The owner of a new limited company will need to know what his/her responsibilities are regarding Corporation Tax. This tax liability must be calculated and paid at the end of each financial year. Obviously, the limited company must determine its profits on an annual basis. This will include deciding if dividends are to be issued and whether to grant additional shares. These financial considerations must be agreed by the company’s board of directors. The following paragraphs outline what you need to know about corporation tax and how to account for it.
What is Corporation Tax?
Corporation Tax is payable on the limited company’s taxable profits each and every year. This is calculated by working out the company’s taxable income, investment profit and capital gains. The company owner must be aware that Corporation Tax is also payable on any non-Sterling profits made on investments in any company which is based abroad.

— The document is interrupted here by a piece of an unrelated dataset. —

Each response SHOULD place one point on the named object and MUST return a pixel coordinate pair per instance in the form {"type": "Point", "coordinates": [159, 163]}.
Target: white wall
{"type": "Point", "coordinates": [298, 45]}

Getting assistance from a Corporation Tax agent
Sole Traders can and usually do complete their tax returns themselves. However, it is imperative that limited companies use the services of a qualified accountant or tax adviser. These professionals will complete the paperwork on behalf of the company owner and ensure everything is done properly and according to current legislation. They will be familiar with the HMRC (Her Majesty’s Revenue and Customs) requirements and thus save the limited company owner the bother of negotiating through the bureaucratic process. HMRC should be notified when a qualified Corporation Tax agent is employed by a limited company. This can be done through the HMRC Corporation Tax online authorisation system. There is also the option of Form 64-8 which can be completed and returned to HMRC.
Calculating Corporation Tax personally
A limited company can calculate the rate of Corporation Tax payable by using the Corporation Tax Self-Assessment form. It is the responsibility of the limited company to provide accurate data and amounts. This process is similar to how a Sole Trader does his/her tax returns.
Corporation Tax rates
There are two rates of Corporation Tax, and which one the limited company pays will depend on the profits it earns. These are outlined below:
Upper Rate – This is known as the ‘full rate’ or ‘main rate’.
Lower Rate – This is sometimes referred to as the ‘small profits’ rate.
If the profits are higher than the lower rate and lower than the higher rate, the limited company can apply for ‘Marginal Relief’. This can be applied for by entering the information into the relevant box on the Corporation Tax return. Relief is usually approved for profits between £300,000 and £1.5million.
When is Corporation Tax required to be paid?
Limited companies need to pay their Corporation Tax within one year of their accounting period end. If the deadline for Corporation Tax filing, or ‘statutory filing date’, is missed or late, the HMRC may impose a fine. This is when the assistance of a Corporation Tax agent is valuable and effective. These experienced professionals will ensure that all the paperwork is submitted correctly and on time, leaving the company owner free to operate the business without having to worry about the bureaucracy.